Kelsea Ellis, Lansing resident and former employee of Good Slice Pizza Co. in the city, is one of the thousands of restaurant and bar workers in Michigan left without a job and income.
As of March 22, over 108,710 residents have filed unemployment claims, according to a Michigan.gov press release.
“I have personally not received any money from the community and do not expect to,” she said in an email. “I’ve filed for unemployment and filed my taxes, so I’m hoping for some additional funds.”
Community support through GoFundMe
Ellis though has noticed people pitching in on crowdfunding platforms like GoFundMe (that also has a small relief fund to help businesses) to help employees at local restaurants that closed due to COVID-19.
“I have seen two campaigns for two of my favorite bars, and I find this a sufficient way to help our favorite service industry workers out,” she wrote.
Other support: Scarves, tips and gift cards
Eight miles away from these restaurants, is Ozone Brewhouse on Beaver Street, which is open for business and is seeing other forms of support from community members.
“Diehard Scarves, a company that works with soccer supporter groups, set up a fundraiser for us,” said Cameron Tanner, an Ozone’s Brewhouse employee, via email. “The proceeds from scarf sales are going to affected staff at the taproom.”
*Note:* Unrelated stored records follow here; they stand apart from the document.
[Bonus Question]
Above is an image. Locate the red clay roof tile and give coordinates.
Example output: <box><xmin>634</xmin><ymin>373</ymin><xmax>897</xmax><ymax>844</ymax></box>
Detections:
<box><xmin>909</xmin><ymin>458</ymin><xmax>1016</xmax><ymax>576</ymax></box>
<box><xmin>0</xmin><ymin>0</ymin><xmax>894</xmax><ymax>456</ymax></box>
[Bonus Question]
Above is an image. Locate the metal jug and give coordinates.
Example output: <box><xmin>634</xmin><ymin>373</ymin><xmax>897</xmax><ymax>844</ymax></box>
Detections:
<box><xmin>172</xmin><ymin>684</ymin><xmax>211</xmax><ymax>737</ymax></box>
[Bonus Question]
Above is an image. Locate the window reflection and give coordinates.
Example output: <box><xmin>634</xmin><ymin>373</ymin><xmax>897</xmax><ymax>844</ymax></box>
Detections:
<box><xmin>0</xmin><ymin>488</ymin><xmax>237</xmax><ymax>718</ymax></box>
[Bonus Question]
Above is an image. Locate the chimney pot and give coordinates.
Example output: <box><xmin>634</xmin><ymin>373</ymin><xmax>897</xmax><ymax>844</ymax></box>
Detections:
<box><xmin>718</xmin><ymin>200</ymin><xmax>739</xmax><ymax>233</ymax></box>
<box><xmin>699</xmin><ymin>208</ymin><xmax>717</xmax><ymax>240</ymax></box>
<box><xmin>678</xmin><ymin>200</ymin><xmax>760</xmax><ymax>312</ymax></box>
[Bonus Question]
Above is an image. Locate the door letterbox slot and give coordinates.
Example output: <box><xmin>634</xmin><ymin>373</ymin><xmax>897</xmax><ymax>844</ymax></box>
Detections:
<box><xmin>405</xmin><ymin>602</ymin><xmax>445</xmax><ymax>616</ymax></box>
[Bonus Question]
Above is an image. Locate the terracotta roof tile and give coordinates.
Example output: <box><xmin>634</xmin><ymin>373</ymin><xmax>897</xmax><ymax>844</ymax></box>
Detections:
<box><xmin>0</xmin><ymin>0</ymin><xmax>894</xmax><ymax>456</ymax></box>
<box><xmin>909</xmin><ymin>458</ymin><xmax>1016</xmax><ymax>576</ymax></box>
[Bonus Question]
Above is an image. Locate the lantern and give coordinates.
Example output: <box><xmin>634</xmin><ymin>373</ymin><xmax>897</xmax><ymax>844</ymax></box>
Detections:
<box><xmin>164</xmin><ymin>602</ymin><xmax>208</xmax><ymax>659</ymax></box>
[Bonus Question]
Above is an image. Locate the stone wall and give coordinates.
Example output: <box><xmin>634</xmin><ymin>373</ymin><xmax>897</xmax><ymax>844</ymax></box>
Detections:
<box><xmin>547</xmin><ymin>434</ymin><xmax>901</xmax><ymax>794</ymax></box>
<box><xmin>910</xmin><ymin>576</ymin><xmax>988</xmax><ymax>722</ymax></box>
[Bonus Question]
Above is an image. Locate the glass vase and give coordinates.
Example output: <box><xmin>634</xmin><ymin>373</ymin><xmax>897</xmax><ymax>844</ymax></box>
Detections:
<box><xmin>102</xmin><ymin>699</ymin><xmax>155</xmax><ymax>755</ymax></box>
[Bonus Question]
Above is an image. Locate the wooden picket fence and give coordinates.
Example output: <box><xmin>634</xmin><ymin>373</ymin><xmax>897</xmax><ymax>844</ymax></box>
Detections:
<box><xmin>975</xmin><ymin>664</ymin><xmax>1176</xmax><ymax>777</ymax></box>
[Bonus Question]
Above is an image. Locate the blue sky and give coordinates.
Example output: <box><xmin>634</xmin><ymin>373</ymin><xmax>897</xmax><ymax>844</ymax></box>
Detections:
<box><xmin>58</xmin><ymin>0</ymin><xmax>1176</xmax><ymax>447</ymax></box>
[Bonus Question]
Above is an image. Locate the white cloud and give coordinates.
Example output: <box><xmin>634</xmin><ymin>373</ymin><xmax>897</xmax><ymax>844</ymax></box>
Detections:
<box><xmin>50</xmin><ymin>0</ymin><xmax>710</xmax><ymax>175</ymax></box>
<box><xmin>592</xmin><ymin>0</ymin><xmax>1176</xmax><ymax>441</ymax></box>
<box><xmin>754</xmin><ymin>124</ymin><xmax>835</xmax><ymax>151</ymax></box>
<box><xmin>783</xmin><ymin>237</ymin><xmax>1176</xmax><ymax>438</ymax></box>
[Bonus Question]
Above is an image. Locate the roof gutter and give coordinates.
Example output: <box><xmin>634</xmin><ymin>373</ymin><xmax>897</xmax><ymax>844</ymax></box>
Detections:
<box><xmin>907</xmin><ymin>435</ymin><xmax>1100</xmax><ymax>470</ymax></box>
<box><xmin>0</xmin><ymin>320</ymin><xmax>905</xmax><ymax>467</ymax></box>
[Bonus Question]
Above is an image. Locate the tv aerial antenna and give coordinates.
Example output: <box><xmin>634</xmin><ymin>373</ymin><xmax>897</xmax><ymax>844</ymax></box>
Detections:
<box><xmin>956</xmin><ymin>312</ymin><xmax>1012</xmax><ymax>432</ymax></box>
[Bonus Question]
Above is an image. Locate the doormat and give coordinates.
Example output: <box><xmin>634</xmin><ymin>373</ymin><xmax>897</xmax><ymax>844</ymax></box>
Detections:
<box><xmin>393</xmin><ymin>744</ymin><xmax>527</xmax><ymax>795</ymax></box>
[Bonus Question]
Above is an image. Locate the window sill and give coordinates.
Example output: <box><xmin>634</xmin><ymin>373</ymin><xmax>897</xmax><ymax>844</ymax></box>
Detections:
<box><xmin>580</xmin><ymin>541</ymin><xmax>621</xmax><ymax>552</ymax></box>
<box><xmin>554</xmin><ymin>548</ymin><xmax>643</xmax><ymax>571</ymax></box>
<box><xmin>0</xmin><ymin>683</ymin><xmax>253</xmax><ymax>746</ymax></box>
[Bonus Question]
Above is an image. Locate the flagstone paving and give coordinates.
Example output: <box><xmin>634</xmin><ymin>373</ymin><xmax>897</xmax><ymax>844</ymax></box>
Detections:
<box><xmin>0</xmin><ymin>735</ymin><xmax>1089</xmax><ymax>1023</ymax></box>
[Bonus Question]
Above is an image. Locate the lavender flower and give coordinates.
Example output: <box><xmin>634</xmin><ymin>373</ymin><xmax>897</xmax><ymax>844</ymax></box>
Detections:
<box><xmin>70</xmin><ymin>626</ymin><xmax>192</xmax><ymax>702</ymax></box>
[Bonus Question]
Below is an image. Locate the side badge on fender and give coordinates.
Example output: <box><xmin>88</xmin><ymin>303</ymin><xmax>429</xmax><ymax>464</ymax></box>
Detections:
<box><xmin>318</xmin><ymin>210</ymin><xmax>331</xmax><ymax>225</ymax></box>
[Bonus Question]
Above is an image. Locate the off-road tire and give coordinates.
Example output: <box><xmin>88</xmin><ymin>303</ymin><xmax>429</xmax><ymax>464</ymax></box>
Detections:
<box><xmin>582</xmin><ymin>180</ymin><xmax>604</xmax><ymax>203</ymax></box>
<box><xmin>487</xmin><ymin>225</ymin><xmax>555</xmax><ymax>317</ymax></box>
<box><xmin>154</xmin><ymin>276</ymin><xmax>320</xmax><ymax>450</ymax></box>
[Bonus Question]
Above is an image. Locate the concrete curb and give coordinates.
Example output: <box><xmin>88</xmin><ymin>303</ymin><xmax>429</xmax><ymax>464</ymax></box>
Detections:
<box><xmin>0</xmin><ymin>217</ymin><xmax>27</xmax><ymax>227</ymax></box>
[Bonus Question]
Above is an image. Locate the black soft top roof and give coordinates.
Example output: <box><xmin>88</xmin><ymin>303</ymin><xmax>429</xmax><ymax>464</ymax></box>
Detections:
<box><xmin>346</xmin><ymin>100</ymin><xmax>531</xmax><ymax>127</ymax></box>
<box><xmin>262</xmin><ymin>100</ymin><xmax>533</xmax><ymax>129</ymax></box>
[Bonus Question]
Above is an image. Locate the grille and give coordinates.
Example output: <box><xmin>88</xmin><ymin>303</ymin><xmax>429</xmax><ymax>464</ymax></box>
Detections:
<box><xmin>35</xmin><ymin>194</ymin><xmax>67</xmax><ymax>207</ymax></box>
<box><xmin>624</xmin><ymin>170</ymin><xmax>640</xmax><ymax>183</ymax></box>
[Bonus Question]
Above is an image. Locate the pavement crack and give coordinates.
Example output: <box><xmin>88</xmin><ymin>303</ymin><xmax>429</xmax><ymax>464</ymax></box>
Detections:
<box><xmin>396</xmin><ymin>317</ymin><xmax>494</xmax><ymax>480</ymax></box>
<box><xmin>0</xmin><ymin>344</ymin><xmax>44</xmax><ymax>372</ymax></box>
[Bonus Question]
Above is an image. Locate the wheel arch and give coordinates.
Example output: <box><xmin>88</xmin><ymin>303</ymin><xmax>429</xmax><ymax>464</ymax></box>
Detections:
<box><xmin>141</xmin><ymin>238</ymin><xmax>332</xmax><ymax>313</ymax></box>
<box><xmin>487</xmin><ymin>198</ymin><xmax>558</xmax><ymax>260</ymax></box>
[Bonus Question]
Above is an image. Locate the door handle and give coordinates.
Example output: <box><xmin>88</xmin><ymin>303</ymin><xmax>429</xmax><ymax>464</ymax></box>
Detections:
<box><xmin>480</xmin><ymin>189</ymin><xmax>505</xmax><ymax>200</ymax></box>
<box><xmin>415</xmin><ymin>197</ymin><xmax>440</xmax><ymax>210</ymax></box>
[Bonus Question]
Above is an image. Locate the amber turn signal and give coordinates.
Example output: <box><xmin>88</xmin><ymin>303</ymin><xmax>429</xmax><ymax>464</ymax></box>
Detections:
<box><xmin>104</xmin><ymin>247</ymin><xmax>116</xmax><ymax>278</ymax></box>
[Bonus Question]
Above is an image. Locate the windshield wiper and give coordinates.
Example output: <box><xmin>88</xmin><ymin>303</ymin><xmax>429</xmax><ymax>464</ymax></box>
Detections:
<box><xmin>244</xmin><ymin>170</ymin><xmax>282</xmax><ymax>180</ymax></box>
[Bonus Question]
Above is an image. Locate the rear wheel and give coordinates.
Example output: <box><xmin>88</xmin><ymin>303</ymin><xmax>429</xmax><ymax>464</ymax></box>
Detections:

Tanner also said the community is also being very supportive with generous tips and gift card purchases.
“Hours at our taproom have been more than halved,” he said. “For the time being, we are being paid an average of what we have been making in tips over the past few months.”
Brewhouse is open and take precautions
Dustin Reemsnyder, who works at Ozone’s Brewhouse in Lansing, said via email, they are still open for carryout.
“People are still going in and getting beer and pizza,” Reemsnyder said. “Sales are obviously way down, but we’ve sold a decent amount.”
Ozone’s Brewhouse has had to modify operation in the interest of health and safety, and they are currently not accepting cash or refilling personal growlers for beer.
Reemsnyder said he’s not working at Ozone’s because of the closures and small staff but still helps figure out logistics.
“I went the other day to see how many cans of each beer we anticipated we would need,” he said. “We try to pre-pour so people don’t have to wait and potentially expose themselves to the virus.”
Ozone’s Brewhouse staff are continuing to monitor the situation and adjusting to demand during modified operation.
Background: COVID-19 Executive Orders
On March 16, Michigan Gov. Gretchen Whitmer issued Executive Order 2020-9, which forced bars and restaurants to close by 3 p.m. due to the COVID-19 threat, leaving some restaurants open for delivery, window or walk-up services.
On March 24, Gov. Whitmer issued Executive Order 2020-21, which is currently set to continue through Apr. 13 at the earliest. The order is the temporary suspension of activities that are not necessary to sustain or protect life. Essential businesses may remain open.